The firm is investing from Navis Asia Fund VI, which closed in 2010 at $1.2 billion, of which about half has been deployed in buyout deals. There are tentative plans to launch Fund VII in the second half of 2013, with a target of $1.25 billion.

“We’re not interested in spending months and months fundraising around the world trying to raise $2 billion. That’s not in our interest and it’s not in our [limited partners’] interests,” says Bloy. “Our philosophy on Navis VII can be simply encapsulated in the phrase, ‘speed not greed’.”

At the same time, Southeast Asia – particularly Indonesia – has become a private equity hotspot, with more firms entering the market. “I do anticipate more competition going forward because investors around the world have started to set their sights on Southeast Asia,” says Bloy.
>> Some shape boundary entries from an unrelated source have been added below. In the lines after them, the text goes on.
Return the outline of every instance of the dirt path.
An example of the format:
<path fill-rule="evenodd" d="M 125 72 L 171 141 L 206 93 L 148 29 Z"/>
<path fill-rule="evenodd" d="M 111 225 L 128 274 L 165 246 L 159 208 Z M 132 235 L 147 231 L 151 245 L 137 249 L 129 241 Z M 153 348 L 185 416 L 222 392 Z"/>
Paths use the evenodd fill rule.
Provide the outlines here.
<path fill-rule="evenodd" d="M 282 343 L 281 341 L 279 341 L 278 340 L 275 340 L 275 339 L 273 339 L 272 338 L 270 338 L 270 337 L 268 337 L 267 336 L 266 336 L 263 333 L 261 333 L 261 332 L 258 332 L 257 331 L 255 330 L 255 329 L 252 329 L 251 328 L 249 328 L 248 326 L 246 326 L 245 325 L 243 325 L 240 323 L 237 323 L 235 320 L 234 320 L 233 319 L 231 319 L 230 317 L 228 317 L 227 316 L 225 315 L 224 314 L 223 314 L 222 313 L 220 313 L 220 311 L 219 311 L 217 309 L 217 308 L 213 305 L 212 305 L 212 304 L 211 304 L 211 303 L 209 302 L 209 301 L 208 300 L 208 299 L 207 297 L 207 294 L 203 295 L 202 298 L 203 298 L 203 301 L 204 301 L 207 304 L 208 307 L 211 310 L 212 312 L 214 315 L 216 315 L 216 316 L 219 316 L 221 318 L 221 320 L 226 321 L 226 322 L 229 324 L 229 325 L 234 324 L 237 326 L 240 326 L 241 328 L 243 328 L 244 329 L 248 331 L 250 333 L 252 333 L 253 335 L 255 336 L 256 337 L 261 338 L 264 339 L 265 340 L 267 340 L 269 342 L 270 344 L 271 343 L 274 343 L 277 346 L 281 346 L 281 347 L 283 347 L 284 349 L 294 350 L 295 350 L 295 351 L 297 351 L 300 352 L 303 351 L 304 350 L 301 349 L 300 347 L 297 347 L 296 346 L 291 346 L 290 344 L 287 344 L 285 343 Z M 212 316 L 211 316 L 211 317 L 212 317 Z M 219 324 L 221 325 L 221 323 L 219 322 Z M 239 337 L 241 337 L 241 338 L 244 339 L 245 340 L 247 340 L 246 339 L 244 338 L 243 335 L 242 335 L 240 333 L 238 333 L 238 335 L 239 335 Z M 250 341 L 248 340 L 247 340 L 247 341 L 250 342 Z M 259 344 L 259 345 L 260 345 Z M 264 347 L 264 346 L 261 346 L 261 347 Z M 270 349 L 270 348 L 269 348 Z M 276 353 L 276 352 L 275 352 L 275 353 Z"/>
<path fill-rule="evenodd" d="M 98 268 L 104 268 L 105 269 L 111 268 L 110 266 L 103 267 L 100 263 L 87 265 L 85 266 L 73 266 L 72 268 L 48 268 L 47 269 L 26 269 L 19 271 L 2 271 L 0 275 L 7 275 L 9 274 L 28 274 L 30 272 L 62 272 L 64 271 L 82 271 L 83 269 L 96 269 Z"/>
The China market is becoming crowded with a growing number of domestic PE firms raising renminbi-denominated funds, while India’s PE sector has been mired by a depreciating rupee, onerous regulation and lack of exit opportunities. 

“In the 90s, before the Asian financial crisis nobody was interested in China or India [private equity], but a lot of people were interested in Southeast Asia,” says Bloy.

“From the Asian financial crisis onwards, it fell out of favour and the bigger population centres of China and India started to look quite attractive. Now Asean has come back into the sun. The interest level has now gone full circle.”